O objetivo é desenvolver projetos alinhados com políticas de fortalecimento do setor de saúde e de maior autonomia na produção de medicamentos para o Sistema Único de Saúde (SUS).
Entre as prioridades estão o desenvolvimento e produção de insulinas e seus análogos, inteligência artificial para monitoramento da diabetes, desenvolvimento de testes para diagnóstico e tratamento de úlceras no pé diabético, desenvolvimento de dispositivos médicos e biomateriais.
Recentemente, a Biomm fechou uma parceria com a farmacêutica indiana Biocon para distribuir no Brasil um similar do medicamento Ozempic, da Novo Nordisk. O medicamento tem como princípio ativo a semaglutida, que pertence à classe de medicamentos análogos ao hormônio GLP-1, atuando atua na regulação da glicemia e do apetite.
A Novo Nordisk tem direito de exclusividade sobre semaglutida até expirar a patente do produto, em 17 de julho de 2026. A partir daí, outros fabricantes poderão produzir similares com o mesmo princípio ativo.

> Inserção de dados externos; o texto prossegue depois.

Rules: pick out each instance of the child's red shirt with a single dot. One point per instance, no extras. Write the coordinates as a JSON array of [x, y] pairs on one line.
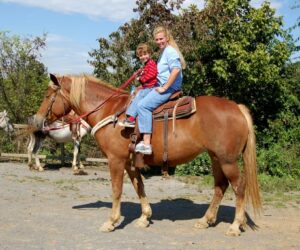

Os medicamentos da classe GLP-1 incluem a semaglutida e a liraglutida. No Brasil, o mercado desses medicamentos é estimado em R$ 4 bilhões pela IQVIA, sendo que a semaglutida movimenta R$ 3,1 bilhões por ano. Nos últimos dois anos, as vendas do medicamento cresceram 39% ao ano no país.
A nova planta industrial está adequada à produção da semaglutida futuramente. Em um primeiro momento, o medicamento será importado da Índia.